E-mails obtained by The Augusta Chronicle through an open-records request show that on July 27, Mayor Hardie Davis’ chief of staff, Lynthia Owens, met with city risk management staffers to discuss the logistics of installing a “gift of $20,000 to $30,000 from Kinder-Morgan.”
Kinder Morgan has peppered communities with offers of gifts along a 210-mile route for a proposed petroleum pipeline through Georgia. The Georgia Department of Transportation denied the firm a certificate of need required to condemn private property.
When they received an Aug. 14 e-mail invitation marked “confidential” – the first commissioner correspondence about the donation obtained through The Chronicle’s request – Commissioners Mary Davis, Sammie Sias and Bill Lockett immediately questioned it.
“Don’t we think this needs to be approved by the commission to put in our city?” Mary Davis said.

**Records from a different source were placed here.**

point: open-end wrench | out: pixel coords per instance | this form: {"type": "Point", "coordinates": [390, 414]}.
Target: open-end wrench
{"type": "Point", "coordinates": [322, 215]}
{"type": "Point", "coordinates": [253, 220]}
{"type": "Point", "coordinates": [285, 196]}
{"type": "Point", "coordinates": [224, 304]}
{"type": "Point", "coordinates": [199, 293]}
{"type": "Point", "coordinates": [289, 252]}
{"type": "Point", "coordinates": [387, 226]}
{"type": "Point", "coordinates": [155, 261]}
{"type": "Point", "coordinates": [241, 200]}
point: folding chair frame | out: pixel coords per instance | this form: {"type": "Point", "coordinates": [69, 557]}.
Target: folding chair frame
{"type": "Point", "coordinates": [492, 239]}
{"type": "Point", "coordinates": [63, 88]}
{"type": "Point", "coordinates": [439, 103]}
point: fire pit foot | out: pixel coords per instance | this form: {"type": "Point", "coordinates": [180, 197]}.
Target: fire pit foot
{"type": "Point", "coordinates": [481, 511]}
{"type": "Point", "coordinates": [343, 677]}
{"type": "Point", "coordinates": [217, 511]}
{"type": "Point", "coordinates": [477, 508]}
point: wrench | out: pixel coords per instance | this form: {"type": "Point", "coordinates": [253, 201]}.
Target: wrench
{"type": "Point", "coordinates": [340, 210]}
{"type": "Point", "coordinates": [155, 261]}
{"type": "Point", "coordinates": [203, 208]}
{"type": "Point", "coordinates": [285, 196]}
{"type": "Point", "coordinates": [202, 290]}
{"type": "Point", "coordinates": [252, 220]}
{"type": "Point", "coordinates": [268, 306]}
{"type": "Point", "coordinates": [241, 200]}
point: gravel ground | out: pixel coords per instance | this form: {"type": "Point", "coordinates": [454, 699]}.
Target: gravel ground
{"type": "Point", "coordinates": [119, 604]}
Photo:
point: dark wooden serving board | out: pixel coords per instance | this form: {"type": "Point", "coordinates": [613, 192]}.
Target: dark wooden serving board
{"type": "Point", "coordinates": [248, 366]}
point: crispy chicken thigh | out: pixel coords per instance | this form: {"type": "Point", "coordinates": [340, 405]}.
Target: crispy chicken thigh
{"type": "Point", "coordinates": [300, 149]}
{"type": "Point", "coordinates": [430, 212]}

“Who authorized them to get to the point where they are now?” Sias said, in a response to her.
Kinder Morgan public affairs consultant Jorge Lopez told City Administrator Janice Allen Jackson, Hardie Davis and Owens in an Aug. 16 e-mail that the “planned route for the Palmetto Pipeline only crosses one landowner in Augusta-Richmond and is less than two miles,” while asserting “the donation has nothing to do with the pipeline.”
As commissioners became more vocal in rejecting the gift, an Aug. 20 news conference was called off and Kinder Morgan officials refused to confirm reports that the proposed pipeline route might no longer include a portion of Richmond County.
A day later, Hardie Davis claimed only limited knowledge of the donation.
“Much of what we read in the paper in your article was news to us,” the mayor said. “We were not aware of any confidential communications that had gone out.”